万物一体であるので、実際は袖も何もあったもんじゃないが
この所、街ですれ違う端末に向けて金輪際の感謝を送ることが増えた。
天意からの愛を放出するにつれて、
「“これ”と言う端末とその端末がすれ違うのは、この度の一回きりかも知れない」
と、出会えたことにしみじみと感謝する様になったのだ。
まぁ毎度しみじみしている訳でもなく、大体は好奇心に任せて軽いノリで過ごしている。
その好奇心も活発になる一方。
不覚時代には電車やゴミ収集車に喜ぶちいさな人達を
「はは、無邪気なもんだ」
と、眺めていたのが目が覚めてまさか、道を歩いていて、
見たことのない
機械が付いた車を発見し
一散に駆け寄る
者になるとは予想もしなかった。
その機械は全体が車の形をしていて、後方で古い道を削って、それを前方から噴き出していた。

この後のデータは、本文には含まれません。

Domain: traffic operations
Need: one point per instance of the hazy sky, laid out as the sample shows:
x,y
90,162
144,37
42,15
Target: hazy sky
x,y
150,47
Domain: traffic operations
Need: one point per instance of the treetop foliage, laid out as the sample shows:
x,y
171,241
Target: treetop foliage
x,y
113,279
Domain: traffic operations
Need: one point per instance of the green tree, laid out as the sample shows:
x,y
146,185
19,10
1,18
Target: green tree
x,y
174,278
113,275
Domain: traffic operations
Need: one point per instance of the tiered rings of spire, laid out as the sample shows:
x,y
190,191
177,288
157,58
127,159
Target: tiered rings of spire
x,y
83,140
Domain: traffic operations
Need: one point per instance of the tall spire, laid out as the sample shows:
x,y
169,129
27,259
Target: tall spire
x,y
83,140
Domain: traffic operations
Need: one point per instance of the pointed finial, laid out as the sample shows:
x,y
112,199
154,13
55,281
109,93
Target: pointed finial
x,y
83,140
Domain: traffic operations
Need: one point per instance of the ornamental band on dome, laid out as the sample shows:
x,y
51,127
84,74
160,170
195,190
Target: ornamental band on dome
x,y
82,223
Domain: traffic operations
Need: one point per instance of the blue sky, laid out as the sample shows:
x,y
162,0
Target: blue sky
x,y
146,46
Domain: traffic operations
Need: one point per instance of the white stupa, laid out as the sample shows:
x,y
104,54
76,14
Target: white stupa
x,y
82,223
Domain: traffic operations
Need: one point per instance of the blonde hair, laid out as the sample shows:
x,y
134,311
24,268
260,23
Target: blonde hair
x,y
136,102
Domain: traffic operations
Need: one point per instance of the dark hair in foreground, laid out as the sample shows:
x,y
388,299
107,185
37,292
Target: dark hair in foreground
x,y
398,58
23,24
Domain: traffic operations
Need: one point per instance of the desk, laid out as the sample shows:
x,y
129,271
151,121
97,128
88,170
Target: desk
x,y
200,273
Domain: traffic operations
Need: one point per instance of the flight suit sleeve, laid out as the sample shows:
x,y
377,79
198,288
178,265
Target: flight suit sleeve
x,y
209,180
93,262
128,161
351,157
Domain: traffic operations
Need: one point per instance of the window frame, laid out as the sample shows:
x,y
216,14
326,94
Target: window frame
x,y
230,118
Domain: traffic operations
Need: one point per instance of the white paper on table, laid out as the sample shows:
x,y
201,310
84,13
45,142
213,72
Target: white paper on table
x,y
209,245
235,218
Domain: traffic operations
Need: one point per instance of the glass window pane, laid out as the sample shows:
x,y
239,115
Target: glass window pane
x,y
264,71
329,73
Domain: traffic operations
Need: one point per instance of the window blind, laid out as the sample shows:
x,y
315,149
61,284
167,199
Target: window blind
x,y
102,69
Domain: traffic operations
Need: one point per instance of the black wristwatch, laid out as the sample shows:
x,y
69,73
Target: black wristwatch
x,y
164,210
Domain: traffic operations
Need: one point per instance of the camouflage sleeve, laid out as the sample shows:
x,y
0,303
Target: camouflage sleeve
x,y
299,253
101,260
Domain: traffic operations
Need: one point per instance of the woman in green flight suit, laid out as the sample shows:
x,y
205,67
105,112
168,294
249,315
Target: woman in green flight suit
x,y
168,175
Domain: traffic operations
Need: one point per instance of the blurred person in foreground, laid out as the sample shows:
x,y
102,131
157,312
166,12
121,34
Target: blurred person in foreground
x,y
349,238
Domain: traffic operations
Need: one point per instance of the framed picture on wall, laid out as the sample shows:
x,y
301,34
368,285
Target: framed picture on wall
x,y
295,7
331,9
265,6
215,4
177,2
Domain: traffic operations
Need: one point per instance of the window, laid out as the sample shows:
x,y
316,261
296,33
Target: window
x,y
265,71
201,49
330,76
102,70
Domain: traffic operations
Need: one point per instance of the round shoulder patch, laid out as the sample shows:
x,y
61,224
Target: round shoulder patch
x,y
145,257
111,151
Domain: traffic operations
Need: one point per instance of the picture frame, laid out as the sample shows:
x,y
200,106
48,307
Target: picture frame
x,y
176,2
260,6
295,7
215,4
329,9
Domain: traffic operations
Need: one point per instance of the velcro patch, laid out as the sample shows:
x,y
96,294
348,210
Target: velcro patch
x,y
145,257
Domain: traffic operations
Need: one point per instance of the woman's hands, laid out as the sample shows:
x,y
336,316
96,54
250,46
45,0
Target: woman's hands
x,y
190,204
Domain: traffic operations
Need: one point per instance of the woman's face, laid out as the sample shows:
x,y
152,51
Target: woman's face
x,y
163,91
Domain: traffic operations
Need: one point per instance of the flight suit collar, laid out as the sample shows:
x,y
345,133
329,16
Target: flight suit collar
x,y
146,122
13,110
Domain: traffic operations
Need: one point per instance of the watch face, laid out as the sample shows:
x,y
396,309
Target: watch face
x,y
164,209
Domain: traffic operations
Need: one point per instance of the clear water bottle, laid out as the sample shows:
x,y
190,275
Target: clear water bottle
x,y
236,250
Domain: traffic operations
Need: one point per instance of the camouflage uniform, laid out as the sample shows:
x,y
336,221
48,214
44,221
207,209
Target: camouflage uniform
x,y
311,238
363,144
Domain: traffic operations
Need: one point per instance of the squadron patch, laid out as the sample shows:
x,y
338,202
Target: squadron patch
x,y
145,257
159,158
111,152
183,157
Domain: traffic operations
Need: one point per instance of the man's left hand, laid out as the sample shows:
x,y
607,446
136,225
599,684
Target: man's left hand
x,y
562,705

お尻でアスファルトをガリガリ砕き、頭からそれを吐き出す大きな動物みたいな感じ。
路面切削機と言うらしい。
砕かれたアスファルトが湯水の様に流れて集められて行くのを面白く観察した。
その付近に、地面に数十センチ四方の穴が空けられて、地下で工事をしている人々用の換気が出来る様になっている場所も発見。

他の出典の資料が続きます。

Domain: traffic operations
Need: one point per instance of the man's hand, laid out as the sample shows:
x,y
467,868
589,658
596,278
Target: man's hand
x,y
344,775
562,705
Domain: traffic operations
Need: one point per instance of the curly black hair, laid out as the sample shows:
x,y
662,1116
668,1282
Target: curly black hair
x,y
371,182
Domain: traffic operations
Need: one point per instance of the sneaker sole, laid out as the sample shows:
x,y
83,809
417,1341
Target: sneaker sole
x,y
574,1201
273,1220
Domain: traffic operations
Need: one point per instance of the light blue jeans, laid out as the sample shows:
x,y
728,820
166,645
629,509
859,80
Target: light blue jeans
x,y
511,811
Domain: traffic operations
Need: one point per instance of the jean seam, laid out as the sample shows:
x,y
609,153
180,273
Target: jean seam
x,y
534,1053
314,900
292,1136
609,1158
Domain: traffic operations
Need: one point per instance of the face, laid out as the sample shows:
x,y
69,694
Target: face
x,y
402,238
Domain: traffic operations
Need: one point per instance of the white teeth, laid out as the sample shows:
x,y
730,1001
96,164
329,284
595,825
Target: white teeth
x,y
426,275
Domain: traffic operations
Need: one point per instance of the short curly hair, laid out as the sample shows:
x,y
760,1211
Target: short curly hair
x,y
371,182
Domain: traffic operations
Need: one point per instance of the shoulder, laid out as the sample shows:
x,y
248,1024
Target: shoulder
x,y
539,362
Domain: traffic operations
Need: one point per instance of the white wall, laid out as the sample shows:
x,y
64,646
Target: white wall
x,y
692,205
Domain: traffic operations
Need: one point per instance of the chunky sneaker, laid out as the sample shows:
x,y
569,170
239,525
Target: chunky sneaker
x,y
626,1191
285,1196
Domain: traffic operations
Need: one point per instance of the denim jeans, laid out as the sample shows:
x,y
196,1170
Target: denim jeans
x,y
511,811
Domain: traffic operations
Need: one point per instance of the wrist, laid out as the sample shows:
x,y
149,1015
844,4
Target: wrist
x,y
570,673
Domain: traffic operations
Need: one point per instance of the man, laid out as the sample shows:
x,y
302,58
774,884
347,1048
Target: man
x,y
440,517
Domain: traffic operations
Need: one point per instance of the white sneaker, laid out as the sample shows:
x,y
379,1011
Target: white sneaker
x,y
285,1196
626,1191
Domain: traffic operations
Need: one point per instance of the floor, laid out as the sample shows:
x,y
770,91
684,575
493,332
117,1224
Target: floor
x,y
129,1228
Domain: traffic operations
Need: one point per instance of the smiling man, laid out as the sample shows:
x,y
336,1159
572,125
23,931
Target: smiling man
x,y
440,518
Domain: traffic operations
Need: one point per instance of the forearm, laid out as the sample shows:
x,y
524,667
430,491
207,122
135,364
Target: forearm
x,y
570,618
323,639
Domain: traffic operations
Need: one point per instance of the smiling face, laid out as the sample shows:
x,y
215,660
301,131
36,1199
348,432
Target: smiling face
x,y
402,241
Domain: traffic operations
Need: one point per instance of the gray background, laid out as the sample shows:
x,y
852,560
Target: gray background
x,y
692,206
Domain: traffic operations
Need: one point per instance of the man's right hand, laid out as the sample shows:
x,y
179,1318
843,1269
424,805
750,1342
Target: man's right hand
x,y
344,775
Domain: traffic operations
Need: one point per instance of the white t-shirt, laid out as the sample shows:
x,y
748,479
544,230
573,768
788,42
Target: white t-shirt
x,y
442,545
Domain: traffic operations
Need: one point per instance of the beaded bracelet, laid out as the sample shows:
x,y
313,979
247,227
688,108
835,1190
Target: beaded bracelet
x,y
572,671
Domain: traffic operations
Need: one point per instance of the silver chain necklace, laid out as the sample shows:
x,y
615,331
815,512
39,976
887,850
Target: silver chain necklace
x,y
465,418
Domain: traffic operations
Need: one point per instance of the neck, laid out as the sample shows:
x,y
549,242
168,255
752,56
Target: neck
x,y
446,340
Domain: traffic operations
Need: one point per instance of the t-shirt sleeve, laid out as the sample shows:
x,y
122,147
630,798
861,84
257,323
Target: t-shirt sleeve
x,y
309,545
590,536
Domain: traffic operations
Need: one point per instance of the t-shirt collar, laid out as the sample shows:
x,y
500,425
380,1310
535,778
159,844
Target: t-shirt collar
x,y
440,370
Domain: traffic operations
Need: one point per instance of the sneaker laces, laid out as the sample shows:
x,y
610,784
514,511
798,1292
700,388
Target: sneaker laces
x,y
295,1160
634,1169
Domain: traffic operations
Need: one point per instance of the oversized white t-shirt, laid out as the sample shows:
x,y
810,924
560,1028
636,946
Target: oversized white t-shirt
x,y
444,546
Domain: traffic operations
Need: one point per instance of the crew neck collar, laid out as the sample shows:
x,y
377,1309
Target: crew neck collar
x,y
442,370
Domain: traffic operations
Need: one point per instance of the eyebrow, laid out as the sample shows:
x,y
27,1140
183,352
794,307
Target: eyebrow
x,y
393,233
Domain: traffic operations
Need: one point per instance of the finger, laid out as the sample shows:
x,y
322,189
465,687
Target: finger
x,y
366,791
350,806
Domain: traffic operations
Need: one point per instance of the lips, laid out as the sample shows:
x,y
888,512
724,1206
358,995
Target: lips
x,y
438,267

中を覗いたが、何かを削っている腕位しか確認出来なかった。
工事現場は素人の目から見て面白が一杯。
そして素人には出来そうも無いことが良く分かる作業に従事されている方が沢山居て、感謝の機会も一杯だ。
どのジャンルでも、とても今の今“これ”に出来なさそうなことを、一心になさっている姿には頭が下がる。
本当に、あの方達がして下さって良かった。
宮司だって削らせてくれるなら、喜んで操縦席に座るが、多分と言うか、ほぼ間違いなく、
あらぬ所まで削る
そんな気がしている。
あらぬ所まで削らないのがプロ。感謝したい。
観察し続けているこの街は、いつも何処かが建設中だったり解体中だったりしている。
どんどん変化する街を、色んな国から来た人々が自由に行き交っている。
2020にはあの祭典もあるし、この流れは益々加速するのだろう。
しかし「この街全体が箱船みたいだな」と感じる程、行き交う人々の多種多様さに驚く。
どうも、あの祭典があるとか、お買い物に便利とか、ブームだからとか、そうした表面的な理由に納まらないものを感じる。
何だろう、この「分からないが来ちゃった」感。
分割意識達にとって訳が分からなくとも、御神体達が「ここで何かが起きている」と感じているのが分かる。
確かに興味深い場所ではある。
しかし、これ程集まっちゃうとは。
ぎゅうぎゅうじゃない。
ここじゃなくたって、何処だって起きてんですけどね。
そう申し上げることも出来るが、何せ対話する機会もない。
不覚の意識には全く「何のこと?」状態だろうし。
ともあれ、この「何でか、来ちゃってる人々」も、それのみで十分に有り難い存在である。
天意からの愛を受け取ってお帰り下さり、それを来ていない人々に届けてくれるからだ。
そのことにも感謝しながら金輪際の、天意からの愛を発して日々を楽しんでいる。
何処に居ようと、出来ることを。